Als Ergebnis der Gene-Drive-Files und auf Drängen der Zivilgesellschaft verhandelt die COP 14 nun übrigens auch über eine Strategie zum Umgang mit Interessenskonflikten in der CBD. Da wird es in Sharm El-Sheikh darum gehen, dafür zu sorgen, dass sich eine Position durchsetzt, die eine breite und kritische aktive zivilgesellschaftliche Beteiligung auf allen Ebenen ermöglicht und zugleich wirtschaftlichen und kommerziellen Profitinteressen ausschließt. Dass eine solche Beteiligung in Ländern wie Ägypten grundsätzlich schwierig ist, sollte der CBD und allen Mitgliedsregierungen insgesamt zu Denken geben.
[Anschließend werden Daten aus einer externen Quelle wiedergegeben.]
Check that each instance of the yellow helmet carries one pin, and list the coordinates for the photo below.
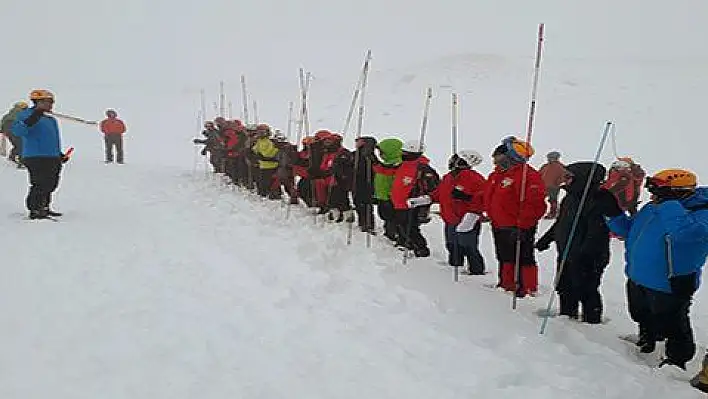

Doch auch in Europa gibt es aktuell in Sachen Neue Gentechnik genügend zu tun: Das Wissenschaftliche Beratergremium SAM der EU-Kommission hat vorgestern ein Statement veröffentlicht, in dem es die Überarbeitung der aktuellen Gentechnik-Gesetze empfiehlt. Hinter dem Vorschlag des SAM steht der Versuch, neue Züchtungstechniken wie Crispr-Cas auf diesem Wege von der Gentechnik-Verordnung auszunehmen. Denn im September 2018 hatte der EUGH festgestellt, dass neue Gentechnik-Verfahren wie CRISPR/Cas klar unter das europäische Gentechnikecht fallen.